Gouridasan Nair was relieved of his duties and forced to go on leave after Delhi based journalist Yamini Nair alleged in her blog that  “a senior journalist from Thiruvananthapuram had harassed her in 2005 while she was working in Chennai as a cub journalist”. After Yamini’s revelation many young women came forward to say how  Gouridasan Nair misbehaved with them using his power as a teacher and senior journalist.

The allegation against Riyas Komu is that he misbehaved with a young painter. In response, the Kochi Biennale Foundation  assembled a committee to investigate the allegations. “Though the foundation has received no formal complaint, we are collectively committed to ensuring zero tolerance to any harassment or misconduct. Riyas Komu has stepped down from all management positions connected to the biennale until the matter is resolved” said a statement from Kochi Biennale Foundation.

Two young women alleged sexual misconduct from the cult poet A. Ayyappan who passed away in 2010. A. Ayyappan is a revered poet for his anarchist poems and his anarchist ways of life.

Even before the #MeToo movement surfaced two prominent people were caught in alleged sexual harassment of women. A nun belonging to the Catholic congregation of Missionaries of Jesus in Jalandhar filed a police complaint against bishop Franco Mulakkal on June 27 this year accusing the bishop of sexually assaulting her over a period of two years starting in May 2014. Five nuns protested in front of the High Court of Kerala for two weeks which gathered enormous public support and media attention.
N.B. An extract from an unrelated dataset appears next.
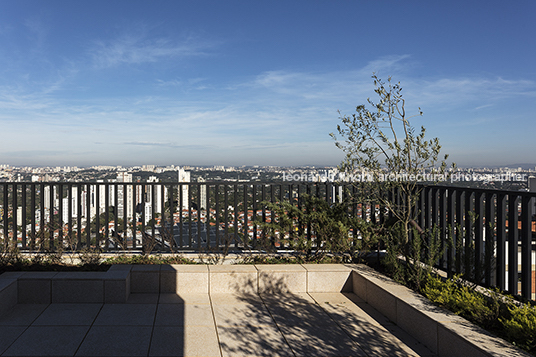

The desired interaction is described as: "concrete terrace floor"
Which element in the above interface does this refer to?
[0,293,433,357]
The Bishop was subsequently arrested and spent two weeks in jail. He was given conditional bail. Days after the Bishop’s arrival in Jalandhar, Fr, Kuriakose Kattuthara, a priest who was a witness in the rape case against Bishop Franco Mulakkal, was found dead in his bedroom. It has added more mystery to the whole affair.
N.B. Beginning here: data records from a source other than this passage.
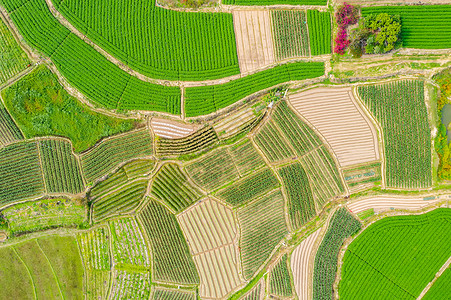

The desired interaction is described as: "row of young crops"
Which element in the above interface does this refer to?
[338,208,451,299]
[54,0,240,81]
[0,101,23,146]
[185,62,324,117]
[313,208,362,299]
[358,80,432,189]
[150,163,201,213]
[362,5,451,49]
Prior to that, famous film actor Dileep was accused of allegedly conspiring to attack a woman actor, hiring  goons to carry out the crime. The woman actor was abducted and sexually assaulted in February 2017, while she was traveling in her car from her home in Thrissur to Kochi. Dileep was arrested and spent over two months in jail. Even after being accused in the sexual assault on a co-actor, the film actors body A.M.M.A refused to expel Dileep from the organization. It was after the fraternity of women in cinema, Women in Cinema Collective (WCC) held a press conference and demanded action against him that Dileep was expelled from A.M.M.A.
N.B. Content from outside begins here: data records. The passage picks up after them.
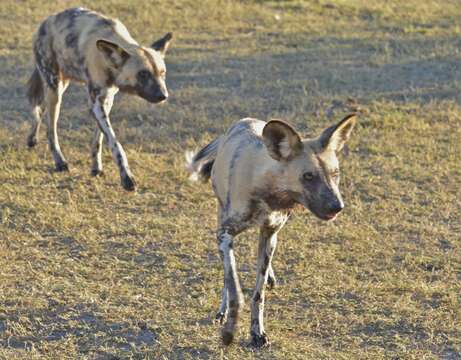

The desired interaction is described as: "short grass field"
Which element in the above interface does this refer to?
[0,0,461,360]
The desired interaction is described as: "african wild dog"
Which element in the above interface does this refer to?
[27,8,172,190]
[186,114,356,347]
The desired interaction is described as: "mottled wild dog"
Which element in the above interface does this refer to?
[27,8,172,190]
[186,114,356,347]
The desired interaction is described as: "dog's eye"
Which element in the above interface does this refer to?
[138,70,150,81]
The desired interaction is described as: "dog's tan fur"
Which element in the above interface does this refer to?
[188,114,356,347]
[28,8,172,190]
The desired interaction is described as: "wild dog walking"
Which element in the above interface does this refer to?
[27,8,172,190]
[186,114,356,347]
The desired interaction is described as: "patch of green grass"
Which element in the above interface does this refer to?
[0,0,461,359]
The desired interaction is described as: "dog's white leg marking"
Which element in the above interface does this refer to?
[250,215,288,347]
[267,262,277,290]
[250,226,277,347]
[217,229,243,345]
[27,105,43,148]
[46,81,69,171]
[91,128,104,176]
[92,88,136,190]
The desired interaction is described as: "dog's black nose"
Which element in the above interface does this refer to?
[156,94,168,102]
[330,201,344,214]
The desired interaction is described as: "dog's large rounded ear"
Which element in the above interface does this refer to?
[151,33,173,57]
[263,120,303,161]
[96,39,130,68]
[320,114,357,153]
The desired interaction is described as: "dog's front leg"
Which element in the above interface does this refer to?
[250,226,278,348]
[90,88,136,191]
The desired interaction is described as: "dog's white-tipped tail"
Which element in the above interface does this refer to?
[184,150,199,181]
Meanwhile in neighbouring Tamil film industry  filmmaker Leena Manimekalai put up a Facebook post naming director Susi Ganesan. Leena’s allegation adds Susi Ganesan’s name to a growing list that includes Tamil lyricist Vairamuthu, Tamil actors Radha Ravi, TM Karthik, John Vijay and Tamil singer Karthik.

#MeToo movement is a historical moment in Indian history. In India where women are treated like a property of the male, the urban women are no longer ready to accept the status co. The only code of law for Hindus is Manu Smriti. IX.3 of Manu Smriti says “Na stree svaatantryam arhati” (a woman does not deserve freedom). If we accept it or not, this code is underlying principle of male-female relations in India, cutting across religious, caste, nationalist, ethnographic differences. The women who are coming out loudly through the #MeToo movement is the beginning of a tsunami. #MeToo movement is now only an urban phenomenon. This has to take root and reach the rural masses. I sincerely wish and hope that the culture of #MeToo takes root in India and empower women to protect their dignity.